Chorus:  Lord for now it’s Gethsemane 

For now that’s where your bringing me

To a place whose agony you’ve known

So because your will is clear

I’ll trust you and I’ll stay right here

If Eden calls tomorrow then those 

Pathways I will roam

But for now, Gethsemane is home.

I won’t compare my suffering with all the pain I know you endured but yet you have used this garden to teach me how 

Surrender makes me yours so strengthen and sustain me

And I will face whatever comes I know that Eden is waiting 

When this night is done

 But for now, it’s Gethsemane

For now that’s where you’re bringing me…”

   The point is, as I once heard a great preacher say — God may call you to walk with Him in the Garden of Eden, or He may call you to cry with Him in the Garden of Gethsemane. Your answer must be the same. And for us, it is — and for now, Gethsemane is home. 

~ by MichaelMoyles on December 23, 2016.

16 Responses to “Gethsemane”

  1. Sending love and prayers, Mike, Angie, Ellie, and all extended family and friends!!!

  2. We love you dear friends and will continue to pray ceaselessly!!!!

  3. Michael,
    In the face of everything, you still find the light. You May that light shine brightly and warmly on you and your family.
    May your Lord call you when he may, but I would prefer that you continue to walk among us a while longer.

    Inspired,

    Travis

  4. Praying and waiting with you, dear brother. Certainly an unexpected blow for all of us. Haunting the blog for new updates. Thank you for posting! “Love you. He still works miracles and there is no quota.

  5. My heart is breaking for you & your family. Prayers will continue & I know He hasn’t done His big miracle on you yet. You be strong, like you always are, & all of us will be your backbone when things get too heavy for you to handle. God is good! My love to you & the family………

  6. Love you Brother … just that, love you! You are the miracle.

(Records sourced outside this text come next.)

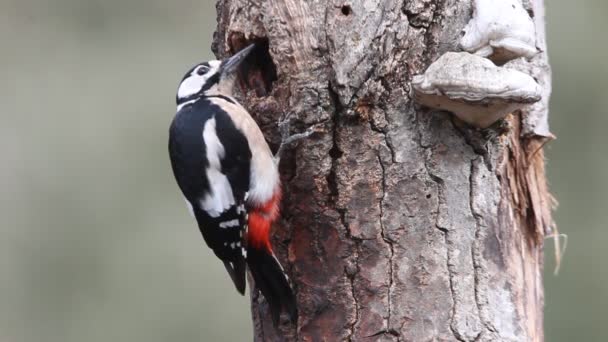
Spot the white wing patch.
[200,118,236,218]
[211,98,280,207]
[220,219,239,228]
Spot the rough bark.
[213,0,552,341]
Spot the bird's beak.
[221,44,255,78]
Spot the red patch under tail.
[247,190,281,253]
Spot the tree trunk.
[213,0,553,341]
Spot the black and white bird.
[169,45,310,324]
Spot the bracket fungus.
[412,52,541,128]
[460,0,538,64]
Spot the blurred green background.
[0,0,608,342]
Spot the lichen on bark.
[213,0,552,341]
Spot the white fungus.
[412,52,541,128]
[460,0,538,64]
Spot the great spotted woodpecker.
[169,45,312,324]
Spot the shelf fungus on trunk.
[412,52,541,128]
[460,0,538,64]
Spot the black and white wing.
[169,99,251,294]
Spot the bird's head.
[176,44,255,106]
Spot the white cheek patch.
[177,61,221,99]
[184,198,194,217]
[200,118,236,218]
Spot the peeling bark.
[213,0,553,341]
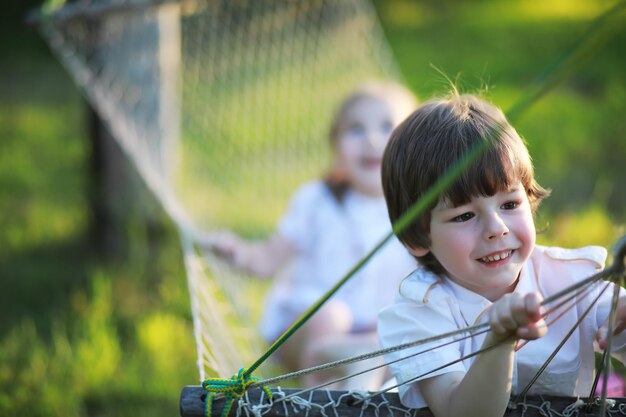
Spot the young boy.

  7. You and your family will continue to be in my prayers for the road ahead. And will be praying for a miracle!

  8. Prayers continue. You are not alone. Now these three remain: faith, hope, and love. The greatest of these is love. Love to you and all your family.

  9. Praying for you and Angie. You are an inspiration and I will be thinking of you as you continue this fight.

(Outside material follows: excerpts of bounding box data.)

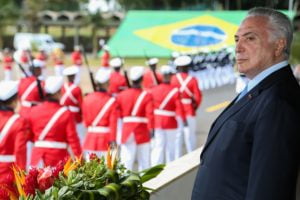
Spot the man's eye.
[246,37,255,41]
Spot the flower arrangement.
[0,146,164,200]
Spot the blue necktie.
[235,85,248,102]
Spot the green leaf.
[98,183,121,200]
[140,164,165,183]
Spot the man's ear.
[275,38,286,56]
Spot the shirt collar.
[247,60,288,92]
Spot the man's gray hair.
[247,7,293,58]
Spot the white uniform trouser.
[26,142,33,170]
[74,66,81,85]
[83,150,107,162]
[121,133,150,171]
[151,129,177,166]
[4,69,12,81]
[54,65,64,76]
[76,123,85,146]
[175,116,197,159]
[116,118,123,145]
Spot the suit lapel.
[201,66,291,155]
[203,93,253,151]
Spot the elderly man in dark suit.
[192,8,300,200]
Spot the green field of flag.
[108,11,293,57]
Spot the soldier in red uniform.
[51,48,65,76]
[18,62,44,118]
[71,46,83,85]
[60,66,85,144]
[151,65,186,166]
[29,76,81,166]
[108,58,128,96]
[82,68,118,159]
[0,81,29,184]
[117,66,154,170]
[101,45,110,67]
[1,48,14,81]
[143,58,162,89]
[171,56,202,158]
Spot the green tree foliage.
[0,0,19,48]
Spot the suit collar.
[201,65,291,155]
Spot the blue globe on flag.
[171,25,226,47]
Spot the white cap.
[160,65,174,74]
[95,67,111,83]
[146,58,158,65]
[63,66,79,76]
[109,58,123,68]
[32,59,45,68]
[103,45,109,51]
[45,76,64,94]
[0,81,18,101]
[129,66,144,81]
[172,51,180,58]
[174,56,192,66]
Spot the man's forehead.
[235,16,268,35]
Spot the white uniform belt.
[21,101,39,107]
[154,109,176,117]
[88,126,110,133]
[68,106,80,112]
[123,116,148,123]
[0,155,16,163]
[181,98,192,104]
[34,141,68,149]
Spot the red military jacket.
[29,100,81,166]
[20,50,30,64]
[143,69,162,89]
[0,107,29,183]
[36,52,48,62]
[60,83,82,123]
[117,88,154,144]
[82,92,118,151]
[71,51,82,66]
[171,72,202,116]
[151,83,185,129]
[3,55,14,70]
[108,71,128,94]
[18,76,44,118]
[101,51,110,67]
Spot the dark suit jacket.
[192,66,300,200]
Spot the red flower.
[37,166,54,192]
[24,168,39,195]
[89,153,98,160]
[52,159,66,178]
[0,187,10,200]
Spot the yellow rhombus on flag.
[134,15,238,53]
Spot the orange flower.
[12,166,26,198]
[64,156,82,176]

  10. I agree with Travis above – I also pray that Jesus continues your walk on this earth longer. Your faith in Jesus and your courage are an amazing testimony. Thank you for sharing your journey. Charlie Lane

  11. Great Commander, great person. You probably know that I don’t do the prayer thing, but my thoughts are with you.
    Much love from the Howsares
    Merry Christmas!

  12. Keeping fighting the good fight brother! I will not cease praying for you! Use every weapon available to you to fight this thing, including nutrition, medical treatment, and spiritual strength and faith. God is able!

  13. As someone who knew you long ago, I can only wish you all the best in your fight against the monster.
    Mrs. Marcia Howard

  14. MIke, Your whole family is in my thoughts and prayers.

  15. Our prayers are with you and your family, always. Your walk with Christ is nothing short of inspirational – and I dearly hope that I can watch this walk continue unabated.

  16. Sir,

    I’ve been trying to keep up with this as best as possible. When I was given the news of your return of cancer, I was in shock. All I could think was not again. That you didn’t deserve another round with this. I find it unfair, yet I admire your strength and courage. While the author of that book discusses the grade 4 tumor in the manner that he did, there is no boundary that God knows. I believe in that fully, and that he wants us to see that. You and your family are in my prayers. The battle will be hard, but it can be won. See you whenever there is a chance.